“Tenía que atravesar Samaría y llegó a un pueblo que se llamaba Sicar, cerca del campo que le dejó Jacob a su hijo José; allí estaba el pozo de Jacob.”
(Jn. 4, 4)
Lo abandoné junto al pozo. Me pesaba. Había estado atada a él desde niña, me habían hecho creer que mi vida, y la de mi familia, dependían de él. Todo giraba en torno a aquel cántaro: cargarlo cada mañana, llenarlo, preservarlo del sol, comprobar el nivel de agua, volver a cargarlo… Esa era mi labor, ése, mi papel en el mundo. Y no era infeliz.

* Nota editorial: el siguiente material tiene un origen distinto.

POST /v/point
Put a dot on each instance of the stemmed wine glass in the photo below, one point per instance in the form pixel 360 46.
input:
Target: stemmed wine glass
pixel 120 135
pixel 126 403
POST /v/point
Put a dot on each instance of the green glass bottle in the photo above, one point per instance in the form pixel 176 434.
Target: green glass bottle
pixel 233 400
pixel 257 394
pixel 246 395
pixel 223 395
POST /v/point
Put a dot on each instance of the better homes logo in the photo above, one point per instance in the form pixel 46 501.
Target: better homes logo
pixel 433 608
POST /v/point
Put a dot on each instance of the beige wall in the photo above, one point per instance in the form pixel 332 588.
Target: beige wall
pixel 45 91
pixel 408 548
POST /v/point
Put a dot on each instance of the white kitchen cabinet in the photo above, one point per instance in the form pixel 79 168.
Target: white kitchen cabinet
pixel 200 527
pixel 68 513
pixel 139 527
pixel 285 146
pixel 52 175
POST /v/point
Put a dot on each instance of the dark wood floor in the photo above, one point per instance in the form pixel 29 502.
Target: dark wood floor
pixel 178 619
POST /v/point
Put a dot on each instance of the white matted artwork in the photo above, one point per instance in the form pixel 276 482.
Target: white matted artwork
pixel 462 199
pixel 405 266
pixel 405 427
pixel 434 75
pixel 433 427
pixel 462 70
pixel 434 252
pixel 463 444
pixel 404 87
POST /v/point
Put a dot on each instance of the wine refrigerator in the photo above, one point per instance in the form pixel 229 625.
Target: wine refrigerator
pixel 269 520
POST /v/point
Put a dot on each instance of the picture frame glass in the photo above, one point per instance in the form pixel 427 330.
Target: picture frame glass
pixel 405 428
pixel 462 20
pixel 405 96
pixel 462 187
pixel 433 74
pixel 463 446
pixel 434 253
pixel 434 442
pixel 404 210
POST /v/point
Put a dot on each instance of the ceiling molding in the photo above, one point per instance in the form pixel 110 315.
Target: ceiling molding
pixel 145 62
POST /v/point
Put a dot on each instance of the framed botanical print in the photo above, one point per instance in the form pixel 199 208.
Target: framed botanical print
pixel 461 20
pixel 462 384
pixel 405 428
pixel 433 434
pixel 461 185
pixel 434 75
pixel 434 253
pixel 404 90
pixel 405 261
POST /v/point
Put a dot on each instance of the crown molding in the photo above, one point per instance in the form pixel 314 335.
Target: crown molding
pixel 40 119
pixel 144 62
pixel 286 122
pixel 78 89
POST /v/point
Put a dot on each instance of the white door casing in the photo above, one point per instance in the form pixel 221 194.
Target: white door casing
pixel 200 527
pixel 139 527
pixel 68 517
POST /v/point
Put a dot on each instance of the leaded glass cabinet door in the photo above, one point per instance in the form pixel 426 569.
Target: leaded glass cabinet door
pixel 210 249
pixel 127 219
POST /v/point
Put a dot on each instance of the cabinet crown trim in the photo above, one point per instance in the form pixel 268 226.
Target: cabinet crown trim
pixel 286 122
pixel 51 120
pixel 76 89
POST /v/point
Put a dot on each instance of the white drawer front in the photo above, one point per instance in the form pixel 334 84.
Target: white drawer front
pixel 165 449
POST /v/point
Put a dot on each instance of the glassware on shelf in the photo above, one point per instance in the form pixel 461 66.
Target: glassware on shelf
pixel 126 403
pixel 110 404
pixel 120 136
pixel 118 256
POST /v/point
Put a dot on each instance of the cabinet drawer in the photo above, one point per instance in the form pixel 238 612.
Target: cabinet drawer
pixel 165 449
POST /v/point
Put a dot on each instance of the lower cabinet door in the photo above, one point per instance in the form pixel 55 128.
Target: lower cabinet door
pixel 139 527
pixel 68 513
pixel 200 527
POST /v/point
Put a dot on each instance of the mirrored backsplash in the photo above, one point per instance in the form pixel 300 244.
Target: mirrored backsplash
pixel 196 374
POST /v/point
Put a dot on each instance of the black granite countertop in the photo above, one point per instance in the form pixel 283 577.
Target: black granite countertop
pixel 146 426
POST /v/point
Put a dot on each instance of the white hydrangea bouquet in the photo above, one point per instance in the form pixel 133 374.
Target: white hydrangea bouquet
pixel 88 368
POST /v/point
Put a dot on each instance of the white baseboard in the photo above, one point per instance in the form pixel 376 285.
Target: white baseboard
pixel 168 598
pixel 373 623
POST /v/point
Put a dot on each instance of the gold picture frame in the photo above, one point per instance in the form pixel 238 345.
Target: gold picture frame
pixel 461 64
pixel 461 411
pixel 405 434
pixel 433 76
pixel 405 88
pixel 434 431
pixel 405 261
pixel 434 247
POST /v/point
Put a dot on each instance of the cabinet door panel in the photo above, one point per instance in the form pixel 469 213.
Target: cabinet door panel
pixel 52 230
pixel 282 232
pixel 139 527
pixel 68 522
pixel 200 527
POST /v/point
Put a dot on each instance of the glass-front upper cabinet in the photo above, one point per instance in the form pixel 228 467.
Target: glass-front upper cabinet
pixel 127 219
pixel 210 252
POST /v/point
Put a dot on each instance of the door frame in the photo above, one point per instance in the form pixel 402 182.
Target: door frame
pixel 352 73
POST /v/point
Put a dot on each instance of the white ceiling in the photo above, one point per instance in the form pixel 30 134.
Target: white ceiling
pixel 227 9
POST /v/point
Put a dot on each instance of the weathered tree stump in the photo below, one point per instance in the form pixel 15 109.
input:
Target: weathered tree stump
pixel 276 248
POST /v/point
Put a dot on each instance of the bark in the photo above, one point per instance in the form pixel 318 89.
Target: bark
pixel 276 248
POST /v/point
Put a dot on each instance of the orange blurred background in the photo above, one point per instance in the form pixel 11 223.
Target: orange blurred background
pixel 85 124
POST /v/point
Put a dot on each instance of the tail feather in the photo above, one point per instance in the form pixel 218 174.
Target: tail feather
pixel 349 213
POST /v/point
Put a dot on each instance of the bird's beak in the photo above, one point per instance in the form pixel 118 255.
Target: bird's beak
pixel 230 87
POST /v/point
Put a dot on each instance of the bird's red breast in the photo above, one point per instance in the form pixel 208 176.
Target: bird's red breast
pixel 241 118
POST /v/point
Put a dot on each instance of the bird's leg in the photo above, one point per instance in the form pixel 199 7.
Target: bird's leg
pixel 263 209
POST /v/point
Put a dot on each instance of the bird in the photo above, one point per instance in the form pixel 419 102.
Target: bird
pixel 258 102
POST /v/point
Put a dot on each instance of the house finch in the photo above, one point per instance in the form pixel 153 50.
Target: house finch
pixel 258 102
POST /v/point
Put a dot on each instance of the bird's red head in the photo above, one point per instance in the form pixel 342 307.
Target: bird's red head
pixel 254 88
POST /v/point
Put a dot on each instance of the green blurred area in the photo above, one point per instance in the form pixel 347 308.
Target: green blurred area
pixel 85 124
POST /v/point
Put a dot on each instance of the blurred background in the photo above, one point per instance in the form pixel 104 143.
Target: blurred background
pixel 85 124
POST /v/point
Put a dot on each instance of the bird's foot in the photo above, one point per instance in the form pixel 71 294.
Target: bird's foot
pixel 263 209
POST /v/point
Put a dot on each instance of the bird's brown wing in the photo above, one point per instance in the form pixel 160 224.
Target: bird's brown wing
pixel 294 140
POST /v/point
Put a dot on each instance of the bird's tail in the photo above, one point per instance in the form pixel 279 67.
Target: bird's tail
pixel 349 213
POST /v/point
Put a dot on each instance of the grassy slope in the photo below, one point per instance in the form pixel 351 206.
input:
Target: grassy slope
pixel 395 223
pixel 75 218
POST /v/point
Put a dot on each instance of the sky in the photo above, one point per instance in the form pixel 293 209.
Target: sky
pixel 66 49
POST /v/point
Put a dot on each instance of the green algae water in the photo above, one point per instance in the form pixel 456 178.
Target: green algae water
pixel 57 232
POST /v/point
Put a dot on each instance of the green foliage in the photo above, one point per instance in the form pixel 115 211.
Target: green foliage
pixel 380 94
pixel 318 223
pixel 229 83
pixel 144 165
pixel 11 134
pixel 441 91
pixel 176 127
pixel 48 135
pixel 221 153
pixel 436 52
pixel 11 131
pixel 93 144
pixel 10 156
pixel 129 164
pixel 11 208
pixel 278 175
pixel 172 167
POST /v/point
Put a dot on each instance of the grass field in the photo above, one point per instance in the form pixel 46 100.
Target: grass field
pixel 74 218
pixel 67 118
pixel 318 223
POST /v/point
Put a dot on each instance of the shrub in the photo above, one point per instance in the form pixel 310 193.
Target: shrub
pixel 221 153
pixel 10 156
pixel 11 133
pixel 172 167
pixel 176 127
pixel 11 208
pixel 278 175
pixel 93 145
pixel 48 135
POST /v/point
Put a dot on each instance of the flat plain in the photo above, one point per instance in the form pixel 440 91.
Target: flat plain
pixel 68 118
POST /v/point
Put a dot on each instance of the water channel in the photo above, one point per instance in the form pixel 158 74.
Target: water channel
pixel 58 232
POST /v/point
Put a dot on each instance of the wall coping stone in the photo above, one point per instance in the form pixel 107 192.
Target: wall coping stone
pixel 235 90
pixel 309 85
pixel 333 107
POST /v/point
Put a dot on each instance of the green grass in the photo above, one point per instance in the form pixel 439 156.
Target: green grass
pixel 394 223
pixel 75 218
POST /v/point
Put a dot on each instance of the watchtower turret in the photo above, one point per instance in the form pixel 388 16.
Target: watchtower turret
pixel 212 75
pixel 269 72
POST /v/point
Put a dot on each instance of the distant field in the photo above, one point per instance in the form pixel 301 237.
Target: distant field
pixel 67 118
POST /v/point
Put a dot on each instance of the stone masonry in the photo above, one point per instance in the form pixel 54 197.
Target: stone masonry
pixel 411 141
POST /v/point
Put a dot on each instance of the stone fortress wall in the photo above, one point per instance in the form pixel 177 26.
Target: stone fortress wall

Hasta que alguien me miró por dentro. A través de sus ojos comprendí mi vacío. Y sus palabras despertaron en mí la verdadera sed. ¿Cómo fui tan afortunada de encontrarle? ¿Me buscó él a mí, fue el azar? ¿Qué le hizo dirigirse a esta mujer atareada que soy, qué quería de mí? Conversamos largamente, perdimos la noción del tiempo. Me habló con dureza, me miró con afecto. Me defendí con argumentos aprendidos y excusas vanas, pero me venció su ternura sincera, y una sed diferente me secó la garganta, y le pedí, dame de ese agua.
Tomé entonces conciencia del peso de mi cántaro. Y lo abandoné junto al pozo, inservible. Corrí, entusiasmada, hacia los míos, libre de cargas, con las manos vacías y los ojos encendidos. Convencida de que ahora sí que puedo calmarles la sed, porque un manantial fresco me ha estallado dentro.